US National Transportation Safety Board (NTSB) chair Jennifer Homendy refutes a whistleblower’s claim that Boeing concealed key documents related to the Alaska Airlines flight 1282 accident in January.

“I believe the whistleblower has the ship-side tracker, which we already have, [and] is not the documents we are looking for,” she told FlightGlobal on 17 April in Washington, DC. “We’re looking for other documents that don’t exist.”

The “ship-side tracker” is an non-authoritative communication system used by Boeing workers, not the company’s authoritative records database.

Door plug

Source: NTSB

Preliminary NTSB findings suggest Boeing workers failed to secure the door plug that later failed on an Alaska Airlines 737 Max 9

Homendy was responding to comments made the same day by Ed Pierson, a whistleblower and former manager on Boeing’s 737 line, during a subcommittee hearing of the US Senate Committee on Homeland Security & Government Affairs.
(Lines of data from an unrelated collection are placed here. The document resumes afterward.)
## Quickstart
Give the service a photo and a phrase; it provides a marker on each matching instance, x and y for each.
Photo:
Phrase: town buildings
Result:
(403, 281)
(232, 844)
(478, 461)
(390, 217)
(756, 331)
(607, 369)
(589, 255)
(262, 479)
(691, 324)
“NTSB has said there are no records documenting the removal of the door,” Pierson told the subcommittee. “This is a criminal cover up. Records do in fact exist. I know this because I have personally passed them to the FBI. Boeing’s corporate leaders continue to conceal the truth.”

The conflicting claims are over documentation of work done at Boeing’s Renton assembly site on the door plug of a then-in-production 737 Max 9. Several weeks after delivering the jet to Alaska Airlines, the plug failed during a flight, leaving a gaping hole in the side of the jet. The pilots landed with no serious injuries to passengers or crew.
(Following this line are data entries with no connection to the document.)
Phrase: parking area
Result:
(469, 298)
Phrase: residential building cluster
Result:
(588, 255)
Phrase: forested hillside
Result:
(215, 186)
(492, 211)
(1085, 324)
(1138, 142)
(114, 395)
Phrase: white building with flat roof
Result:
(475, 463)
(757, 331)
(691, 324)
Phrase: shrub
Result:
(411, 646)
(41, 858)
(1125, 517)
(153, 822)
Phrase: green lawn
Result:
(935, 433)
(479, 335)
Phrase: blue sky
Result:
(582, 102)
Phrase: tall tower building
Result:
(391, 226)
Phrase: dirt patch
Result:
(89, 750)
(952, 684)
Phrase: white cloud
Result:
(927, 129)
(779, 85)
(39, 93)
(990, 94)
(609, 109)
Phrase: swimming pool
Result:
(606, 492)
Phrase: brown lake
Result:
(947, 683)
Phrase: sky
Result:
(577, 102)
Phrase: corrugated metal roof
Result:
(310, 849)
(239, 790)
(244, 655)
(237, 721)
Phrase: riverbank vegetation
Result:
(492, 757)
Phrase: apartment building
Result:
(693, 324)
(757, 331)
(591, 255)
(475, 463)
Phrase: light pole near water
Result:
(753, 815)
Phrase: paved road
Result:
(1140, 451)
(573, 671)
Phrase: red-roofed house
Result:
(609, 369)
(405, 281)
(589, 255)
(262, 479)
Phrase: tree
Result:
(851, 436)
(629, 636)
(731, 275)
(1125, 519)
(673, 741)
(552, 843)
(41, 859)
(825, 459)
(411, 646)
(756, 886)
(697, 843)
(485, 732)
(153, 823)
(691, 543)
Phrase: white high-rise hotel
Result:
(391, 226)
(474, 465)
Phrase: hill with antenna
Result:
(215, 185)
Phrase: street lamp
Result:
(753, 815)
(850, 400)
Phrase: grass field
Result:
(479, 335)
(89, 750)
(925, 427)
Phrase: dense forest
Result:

The NTSB’s preliminary report suggests Boeing workers failed to install bolts to secure the plug. But Boeing told the NTSB it lacks records about the work, including which employees were involved.
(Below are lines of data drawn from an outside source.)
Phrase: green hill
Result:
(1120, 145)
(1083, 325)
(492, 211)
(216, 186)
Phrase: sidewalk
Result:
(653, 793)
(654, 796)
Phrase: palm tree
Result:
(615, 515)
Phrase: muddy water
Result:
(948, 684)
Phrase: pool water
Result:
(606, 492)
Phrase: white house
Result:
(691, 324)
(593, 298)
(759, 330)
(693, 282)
“We still do not know who performed the work to open, reinstall and close the door plug on the accident aircraft,” Homendy wrote in a letter to the US Senate Committee on Commerce, Science & Transportation on 13 March. “Boeing has informed us that they are unable to find the records documenting this work. The absence of those records will complicate the NTSB’s investigation moving forward.”

In a 10 April hearing, Homendy added that Boeing is “working very well with us… They have provided us with all the documents that we’ve asked for that exist. They are aware that this record does not exist. They are equally concerned about the process here and the escape”.

Boeing declines to comment about Pierson’s allegation, as does the FBI. Reports have said the agency is investigating the door-plug incident.

Pierson, in testimony, did not specify what documents he was referring to.

The Max 9 involved in the Alaska accident was delivered to the airline by Boeing on 31 October, barely two months before the accident.